The numbers associated with the LHC are stunning … it is the largest machine ever constructed, and its detectors (there are a number of separate programs using the same accelerator ring, with the two largest being the CMS, or Compact Muon Solenoid, and the ATLAS) are huge, the size of 5-7 story buildings buried deep under the French/Swiss countryside at CERN. When the LHC is pushed to its maximum of 7 TeV per beam, it will be moving those protons at an amazing 99.9999991 percent of the speed of light. To put that in perspective, if the beam was shot at Alpha Centauri, 4.2 lightyears away from us, it would arrive only 0.3 seconds later than a photon from our Sun (moving, of course, at the speed of light). Given that protons are “massive”, that 99.9999991 figure is pretty good … and not likely to be bested any time soon, as, according to relativity, at 100% of the speed of light those protons would achieve infinite mass, which gets messy.
One of the concerns that some had voiced about the LHC was that pushing massive particles that close to infinities might create mini black holes. Aczel discusses a lot of the issues around the worries (including the “theory” that the 2008 melt-down on the magnets was the doing of time travelers from the future trying to prevent the LHC from going on-line!), and admits that there are a lot of things that we can't “know” for sure.
Speaking of the magnets … unless there is an alien civilization running bigger superconducting magnets somewhere out there, the coolant system in the LHC is the coldest place in the universe! Most folks are familiar with the idea of “absolute zero” (0 degrees Kelvin, or -459.67° F), but even the empty expanses between galaxies aren't at absolute zero, there's a “temperature” of the universe, a leftover from the big bang 13.7 billion years ago, which runs around 2.73 degrees Kelvin, or -454.7° F … compare that to what the superconducting magnets are cooled to: 1.9 degrees Kelvin, or -456.25° F … to risk alienating you with a terrible pun … How COOL is that???
Aczel also covers a number of the other experiments (other than the big two) being developed at the LHC, and discusses details about how a lot of this stuff works. But the book's hardly “technical” (yeah, I know, easy for me to say, as I love reading about physics), and deals with a lot of the history of scientific theories and discoveries which led up to the LHC and discusses many of the people involved. I was interested (having a daughter who is about to head off to college to become an engineer) to find that the Coordinator for the ATLAS project (and the 3,000 physicists involved in that part of the LHC!) was a woman, Fabiola Gianotti … and the list of top Nobel laureates playing parts at CERN is truly impressive.

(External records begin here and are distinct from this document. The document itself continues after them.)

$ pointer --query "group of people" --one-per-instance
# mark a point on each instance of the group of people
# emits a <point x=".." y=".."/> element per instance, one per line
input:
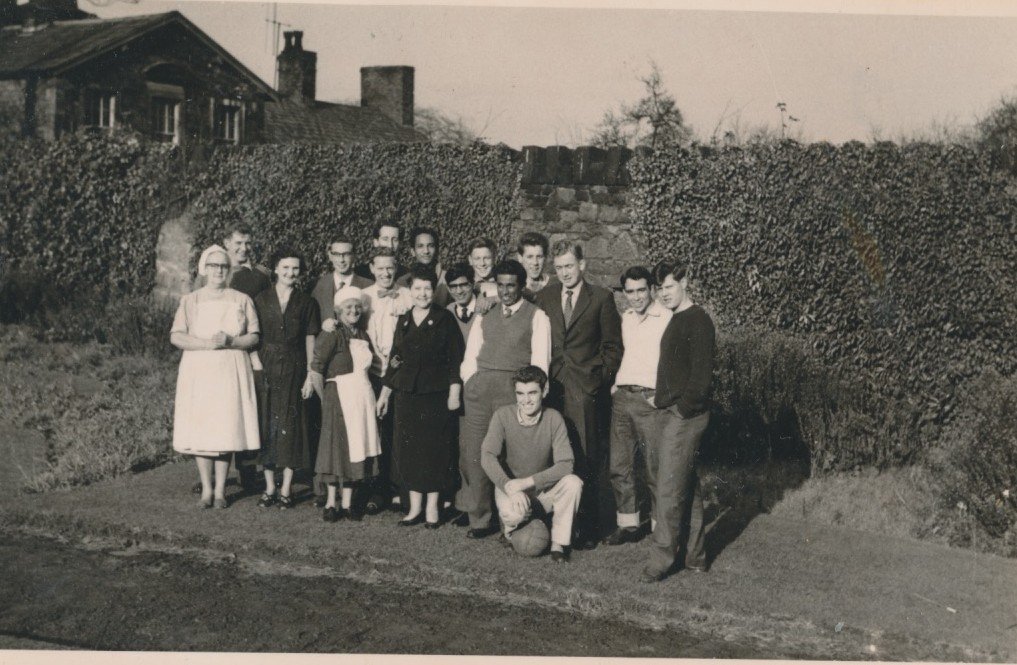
<point x="452" y="395"/>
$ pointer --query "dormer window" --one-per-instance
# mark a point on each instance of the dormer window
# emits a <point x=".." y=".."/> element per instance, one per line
<point x="101" y="109"/>
<point x="228" y="121"/>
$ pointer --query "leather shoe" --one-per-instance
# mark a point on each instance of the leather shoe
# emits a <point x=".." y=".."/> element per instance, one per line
<point x="559" y="557"/>
<point x="620" y="536"/>
<point x="477" y="534"/>
<point x="651" y="575"/>
<point x="412" y="522"/>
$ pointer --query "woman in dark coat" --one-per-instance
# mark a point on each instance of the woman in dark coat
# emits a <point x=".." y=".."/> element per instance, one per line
<point x="290" y="319"/>
<point x="423" y="372"/>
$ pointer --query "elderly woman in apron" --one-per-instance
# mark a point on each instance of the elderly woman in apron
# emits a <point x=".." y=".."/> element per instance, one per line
<point x="215" y="410"/>
<point x="349" y="446"/>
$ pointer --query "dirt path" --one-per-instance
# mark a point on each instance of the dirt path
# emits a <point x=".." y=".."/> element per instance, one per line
<point x="59" y="595"/>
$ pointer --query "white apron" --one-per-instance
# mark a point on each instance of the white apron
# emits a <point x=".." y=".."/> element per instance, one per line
<point x="216" y="410"/>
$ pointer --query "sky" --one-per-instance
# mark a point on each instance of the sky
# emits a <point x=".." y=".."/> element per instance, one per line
<point x="542" y="76"/>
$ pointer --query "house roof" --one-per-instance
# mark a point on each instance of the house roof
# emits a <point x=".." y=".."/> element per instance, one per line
<point x="288" y="121"/>
<point x="52" y="49"/>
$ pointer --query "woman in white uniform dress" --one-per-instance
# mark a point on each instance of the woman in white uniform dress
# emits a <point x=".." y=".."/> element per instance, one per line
<point x="215" y="411"/>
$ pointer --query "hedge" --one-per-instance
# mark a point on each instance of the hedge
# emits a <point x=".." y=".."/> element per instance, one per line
<point x="893" y="266"/>
<point x="300" y="195"/>
<point x="83" y="213"/>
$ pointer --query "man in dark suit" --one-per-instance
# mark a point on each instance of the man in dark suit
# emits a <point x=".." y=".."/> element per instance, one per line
<point x="341" y="255"/>
<point x="390" y="236"/>
<point x="340" y="250"/>
<point x="586" y="352"/>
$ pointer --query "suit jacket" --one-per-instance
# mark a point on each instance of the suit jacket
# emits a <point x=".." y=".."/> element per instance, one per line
<point x="324" y="292"/>
<point x="425" y="358"/>
<point x="589" y="350"/>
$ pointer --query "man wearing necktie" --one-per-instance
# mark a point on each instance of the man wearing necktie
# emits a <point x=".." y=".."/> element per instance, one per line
<point x="586" y="353"/>
<point x="340" y="251"/>
<point x="342" y="275"/>
<point x="512" y="335"/>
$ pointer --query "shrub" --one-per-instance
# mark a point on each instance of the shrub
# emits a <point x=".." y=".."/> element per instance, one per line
<point x="887" y="260"/>
<point x="976" y="459"/>
<point x="83" y="213"/>
<point x="299" y="195"/>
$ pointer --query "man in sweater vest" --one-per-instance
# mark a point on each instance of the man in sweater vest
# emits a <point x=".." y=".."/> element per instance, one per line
<point x="513" y="335"/>
<point x="635" y="421"/>
<point x="528" y="457"/>
<point x="586" y="352"/>
<point x="683" y="375"/>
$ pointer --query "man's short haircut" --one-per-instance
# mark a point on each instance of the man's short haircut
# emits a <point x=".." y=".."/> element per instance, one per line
<point x="483" y="243"/>
<point x="381" y="225"/>
<point x="240" y="228"/>
<point x="458" y="270"/>
<point x="530" y="374"/>
<point x="637" y="273"/>
<point x="663" y="268"/>
<point x="511" y="266"/>
<point x="423" y="273"/>
<point x="286" y="252"/>
<point x="533" y="239"/>
<point x="419" y="231"/>
<point x="383" y="251"/>
<point x="563" y="247"/>
<point x="339" y="238"/>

The scale of the LHC project is mindboggling, if there are thousands of physicists on board, one can imagine how many engineering specialties are also needed to make these massive machines, and the facilities all along the 17-mile ring of the accelerator, and keep everything running. I must admit to having a twinge of “what could have been” thinking about the US staying the course with the Superconducting Super Collider in north Texas, canceled in 1983 (when it was half done) due to cost over-runs. The SSC would have been bigger (its ring had a 54-mile circumference) and more powerful (at 20 TeV) than the LHC … and would have been here.
As you can tell … I'm very enthusiastic about Present at the Creation, and would highly recommend it to anybody with an interest in physics, or just big amazing projects. As noted, I found this at the dollar store a month or so back, so $1 copies are kicking around out there, but I'd recommend getting the new edition (the 2012 paperback) with the Higgs info in it. It's reasonably priced, and, of course, the on-line big boys have it at a discount, and you can save a bit via the new/used channels (but it seems that the hardcover is the older version, so keep that in mind).